Oh, I went to see Greg Dulli and the Afghan Whigs, and I was just floored. I went to say hello to Greg at the end of the performance, and it turned out that he was into Big Star. It was just a nice icebreaker. And meeting Peter Buck for the first time. I did a business trip to Nashville for Ardent and saw that REM were in the studio there. It was the album they did prior to Green. So I called and left a message for Peter, and he called me back. So, it’s a nice bridge builder and icebreaker in meeting people. That’s really the biggest benefit. And getting to play with people like Jon Auer and Ken Stringfellow and Alex Chilton.

Ken Stringfellow and Jody Stephens

Do you see the influence of Big Star in new bands?

I see bands that share the same spirit, like Teenage Fanclub, and folks that play a little bit outside of a polished edge or a little bit outside of a pop/rock format. Maybe something that is a little more emotionally bare.

Is that what you guys were going for then, that’s what you were thinking at the time consciously?

As a band? No, I think we were going after whatever felt good. I never really asked Alex and Chris. There were certainly influences. I think having come from Memphis and being exposed to Stax and different blues and that sort of thing just allowed us to be a little more free with how we expressed ourselves.

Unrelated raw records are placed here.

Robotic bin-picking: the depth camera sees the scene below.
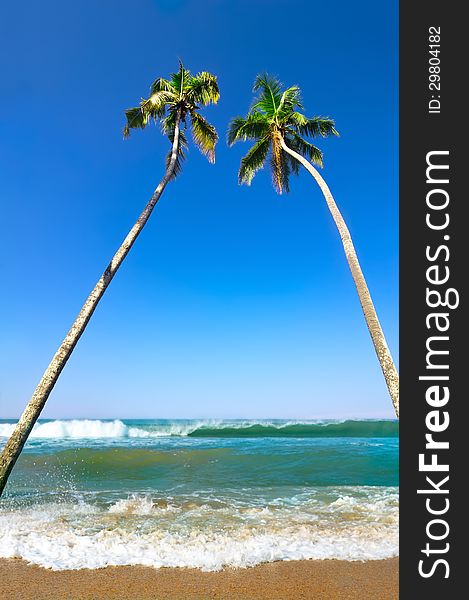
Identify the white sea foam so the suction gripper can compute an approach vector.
[0,419,354,439]
[0,488,398,571]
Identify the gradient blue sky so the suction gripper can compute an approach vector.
[0,0,398,418]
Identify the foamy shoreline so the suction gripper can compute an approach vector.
[0,558,399,600]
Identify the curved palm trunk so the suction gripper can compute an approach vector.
[281,138,399,417]
[0,111,181,496]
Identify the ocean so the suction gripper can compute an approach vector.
[0,419,399,571]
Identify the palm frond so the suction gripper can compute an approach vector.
[140,90,177,119]
[190,110,218,163]
[186,71,220,106]
[124,106,148,138]
[238,136,270,185]
[285,132,324,167]
[297,117,339,137]
[150,77,176,95]
[251,73,282,116]
[227,111,269,146]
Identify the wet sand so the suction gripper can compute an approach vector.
[0,558,399,600]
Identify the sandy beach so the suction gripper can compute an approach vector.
[0,558,399,600]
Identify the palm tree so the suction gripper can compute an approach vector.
[0,63,220,496]
[228,74,399,417]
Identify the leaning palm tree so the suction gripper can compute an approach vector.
[0,63,220,496]
[228,75,399,416]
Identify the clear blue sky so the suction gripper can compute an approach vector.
[0,0,398,418]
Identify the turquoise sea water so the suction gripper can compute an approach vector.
[0,420,398,570]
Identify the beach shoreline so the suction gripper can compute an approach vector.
[0,558,399,600]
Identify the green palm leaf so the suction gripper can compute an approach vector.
[124,62,220,177]
[227,74,339,194]
[227,112,269,146]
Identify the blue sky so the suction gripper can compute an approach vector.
[0,0,398,418]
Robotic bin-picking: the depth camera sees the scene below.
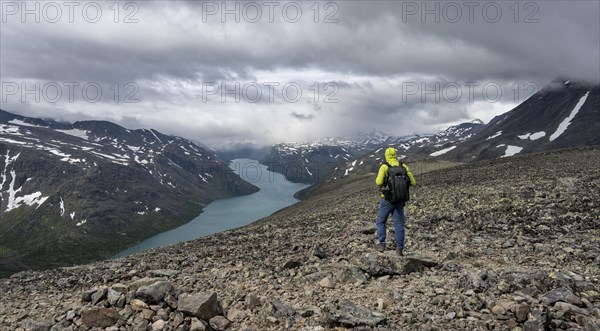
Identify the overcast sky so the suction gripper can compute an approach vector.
[0,0,600,146]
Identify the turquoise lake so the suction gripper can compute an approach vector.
[113,159,308,258]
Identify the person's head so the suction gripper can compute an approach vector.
[385,147,396,160]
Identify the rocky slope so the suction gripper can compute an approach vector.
[0,110,257,275]
[0,147,600,331]
[261,120,485,191]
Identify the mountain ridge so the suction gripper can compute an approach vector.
[0,147,600,331]
[0,111,257,278]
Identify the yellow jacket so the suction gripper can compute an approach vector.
[375,147,417,198]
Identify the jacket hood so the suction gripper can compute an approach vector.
[385,147,399,165]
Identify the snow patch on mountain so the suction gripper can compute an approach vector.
[56,129,89,140]
[549,91,590,141]
[8,119,45,128]
[496,144,523,157]
[429,146,456,156]
[485,131,502,140]
[517,131,546,140]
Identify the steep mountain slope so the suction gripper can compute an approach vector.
[440,78,600,161]
[261,120,484,184]
[0,147,600,331]
[0,111,257,271]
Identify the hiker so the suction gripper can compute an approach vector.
[375,147,417,256]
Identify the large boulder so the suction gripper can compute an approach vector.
[177,292,223,321]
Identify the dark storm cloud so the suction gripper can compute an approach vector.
[0,1,600,142]
[290,112,315,122]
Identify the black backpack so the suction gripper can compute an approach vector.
[381,162,410,204]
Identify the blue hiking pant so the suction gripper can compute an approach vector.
[377,198,404,249]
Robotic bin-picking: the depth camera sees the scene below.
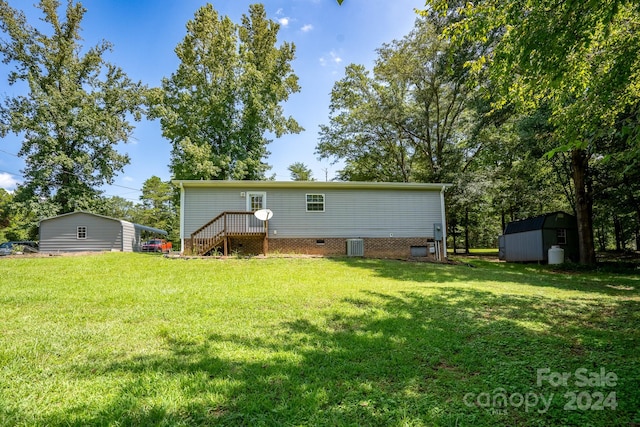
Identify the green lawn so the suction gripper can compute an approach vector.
[0,253,640,426]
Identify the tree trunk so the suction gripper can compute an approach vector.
[464,208,470,255]
[571,148,596,264]
[613,215,622,252]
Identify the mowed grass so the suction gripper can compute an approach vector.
[0,253,640,426]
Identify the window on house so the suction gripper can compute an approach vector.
[556,228,567,245]
[307,194,324,212]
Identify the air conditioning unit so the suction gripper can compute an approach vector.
[347,239,364,256]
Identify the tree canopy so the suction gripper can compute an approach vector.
[157,4,302,179]
[0,0,146,214]
[424,0,640,263]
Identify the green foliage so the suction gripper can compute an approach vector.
[156,4,302,179]
[287,162,315,181]
[0,0,146,213]
[0,253,640,426]
[316,17,476,182]
[423,0,640,263]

We got comfortable working outside of a pop/rock format.

And you knew that it was a choice—a commercial choice.

Well, I don’t know if we knew that, if you want to know the truth.

You were young guys just doing your band thing.

Yeah, nobody ever told me different. You know, I was 18. I wasn’t playing because this lick is a commercial lick or whatever. It was just, for me, music that naturally felt good, and I played whatever I was inspired to play. I wasn’t following any kind of format. I think, even these days when I listen to the radio, the drummers are pretty tremendous. But there aren’t a lot of folks who do fills and show a lot of character outside of keeping a beat.

I think there’s such pressure to sell records, and maybe the way to do that is to stay within formulas. I’m talking about a lot of the stuff you hear on the radio. Not everything, but a lot of stuff. I think people are pressured to do particular things because it sold records in the past.

When you get a major label deal and you have all this money flowing in to make the record, there’s pressure to do something that would be commercially successful. Actually, I thought Big Star would be commercially successful, at the end of doing it. At the time, it’s not like we meant to make a commercial record. I was making a record that I thought I could be proud of in the long run.

What do you remember about the recording of the first couple Big Star albums?

I just remember going into the studio and, like, "Ballad of El Goodo"—that song was such an inspiration. It probably took me all of 15 minutes to come up with that drum part. I started playing, and that’s what came out. I went back and reviewed some of the rolls I was doing and tried to make things build a little bit more. But other than that, my entry into the song came pretty easily. #1 Record was a fairly produced record with lots of background harmonies and maracas and tambourines, and Radio City was pretty pared down—we were basically a three-piece band. The role I played was a lot more prominent. There were only three instruments going on instead of four, with lots of overdubs. There was a difference certainly between playing in a four-piece versus playing in a three-piece band. On Radio City, I was a lot freer. Oh, I guess I was pretty free with #1 Record, but there were other things going on so it didn’t allow the space for me to do particular rolls and that sort of thing. Radio City just being a three-piece opened up space for me to express myself, however I wanted to do it.